De 2017 à 2020, nous empruntons les dédales d’un immense labyrinthe : les travaux de rénovation du site nous imposent de dérouler notre fil « in and out ». Notre identité artistique se développe mais pour convier les publics à notre table, il faut parfois dresser le couvert dans des théâtres amis, accueillir nos ateliers à l’ESAT de Ménilmontant ou au Collège Robert Doisneau.
Pour notre équipe, l’expression « essuyer les plâtres » n’aura jamais eu autant de sens. Dans cette adversité, artistes, partenaires et publics tiennent bon avec nous et notre fabrique prend forme.
Lui, ricane doucement, car il va très bientôt marquer une pause dans son marathon et faire asseoir toute la planète sur le banc de touche.

Mars 2020. Épidémie mondiale. Notre petit radeau d’Ulysse perdu en mer Égée rejoint le très grand paquebot d’âmes esseulées qui ne retrouvent plus, elles aussi, Ithaque.
Lui a mis le monde dans une de ses poches : on entend de nouveau les oiseaux dans Paris, on joue à la maîtresse avec nos enfants, on fait du pain et des gâteaux, on réapprend l’ennui, l’inertie.

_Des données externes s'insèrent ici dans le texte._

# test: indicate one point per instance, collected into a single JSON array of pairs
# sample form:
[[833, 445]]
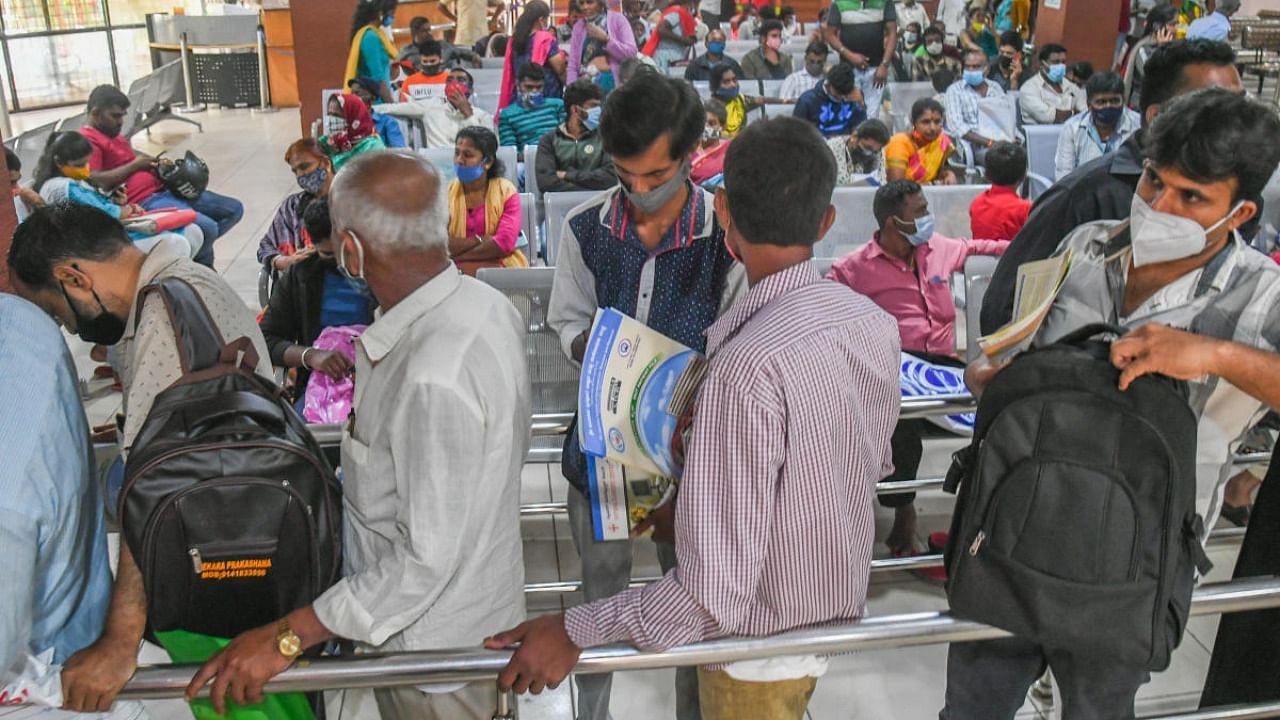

C’est étrange, inconfortable, dangereux et assez beau.

Septembre 2020. Ça y est : on rouvre !
On se sent aussi vulnérables qu’on a la peau dure. On a appris, on s’est instruit, on a été les professeur·es et les élèves des un·es et des autres. Roland Barthes disait « enseigner ce que l’on ne sait pas, cela s’appelle : chercher ». Alors, on (re)démarre avec la certitude de cela : il faut continuer à chercher.

Septembre 2021, 2022, 2023, 2024, 2025 : il a avancé, avancé toujours droit devant.
Il a quelques fois manqué dans les derniers réglages lumières une veille de première. Parfois, il s’est suspendu à la table d’une Grande Personne. Il s’est dérobé sous nos pieds quand il a fallu dire adieu à l’un des nôtres ; a souvent crépité dans des malentendus, des colères ou des joies profondes… Notre équipe lui a régulièrement couru après mais l’a toujours attrapé. Il a tenu la main d’une artiste accrochée à ses rêves ou a murmuré à un auteur de lâcher prise pour trouver le mot juste. Il a poussé dans le dos les participant·es des ateliers, chaque fin d’année, lors d’une montée sur scène ; souvent il s’est camouflé dans les larmes et les rires du public ou s’est dilaté le temps de partager une caïpirinha après un spectacle.
Il a fait perdre une dent ou prendre 10 cm aux enfants qui fréquentent le théâtre ; parfois il a transformé la défiance en sourire.
Il a défait, il a bâti.
Il est l’ami. Il est l’ennemi.
Mais il reste fidèle à lui-même. Lui, le héros de cette histoire que nous appelons « le Temps » avance inexorablement. Mais pas vraiment droit devant. Il prend des chemins de traverses, des formes inattendues et me rappelle cet autre conte…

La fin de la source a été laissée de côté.